The density functional theory with the Becke, 3-parameter, Lee–Yang–Parr (B3LYP) technique and the 6-311++G(d,p) basis set is used to optimize the compound 1-Phenyl- 1,3-butanedione (1P1 3B). The 1-phenyl-1,3-butanedione may be obtained in good yield by first preparing a triketone from acetylacetone and a halogenated benzoyl derivative in the presence of a metal halide and tertiary amine in an organic solvent, and then deacetylating the triketone in the presence of an acid.

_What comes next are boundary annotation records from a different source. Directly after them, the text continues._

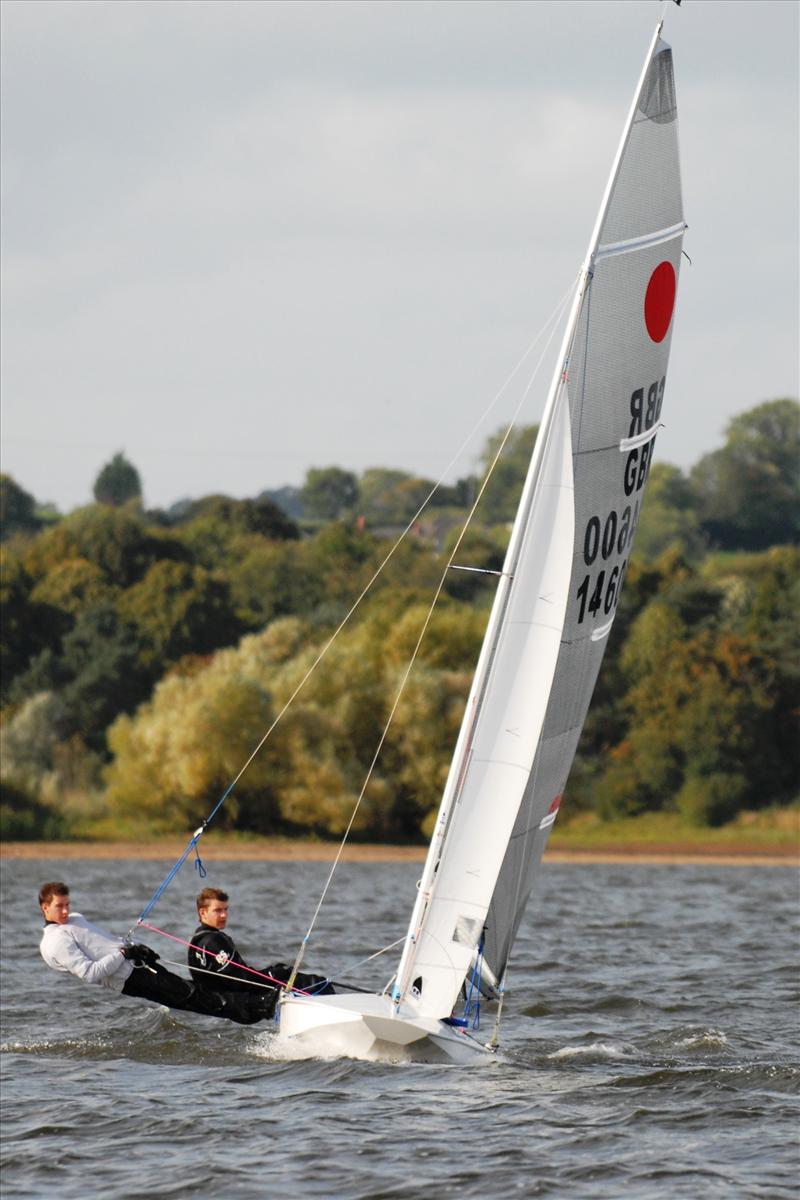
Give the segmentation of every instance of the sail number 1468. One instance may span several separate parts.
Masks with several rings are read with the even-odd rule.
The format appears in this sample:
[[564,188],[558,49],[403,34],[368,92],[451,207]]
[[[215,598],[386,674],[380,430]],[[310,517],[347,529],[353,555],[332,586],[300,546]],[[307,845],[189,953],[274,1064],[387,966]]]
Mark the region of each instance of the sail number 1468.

The geometric characteristics of the featured molecule are calculated, and the vibrational frequencies with potential energy distribution (PED) are determined and compared to experimental data. The time-dependent density-functional theory (TD-DFT) technique was used to compute the frontier Molecular Orbitals. Using the HOMO-LUMO energy values, further electronic properties for 1P1 3B were determined. The reactive sites were estimated using the Electron Localisation Function (ELF), and the Molecular Electrostatic Potential (MEP). As a direct consequence of this, the whole molecule's electrophilic and nucleophilic areas have been mapped out. Natural bond orbital (NBO) calculations were used to investigate the delocalization of electron density. The drug likeness features of 1P13B were investigated. The Ramachandran plot is used to study the stability of hydrolase and antibody proteins. The headline molecule is subjected to molecular docking research in order to better understand its biological activities, as well as the minimal binding energy and hydrogen bond interactions.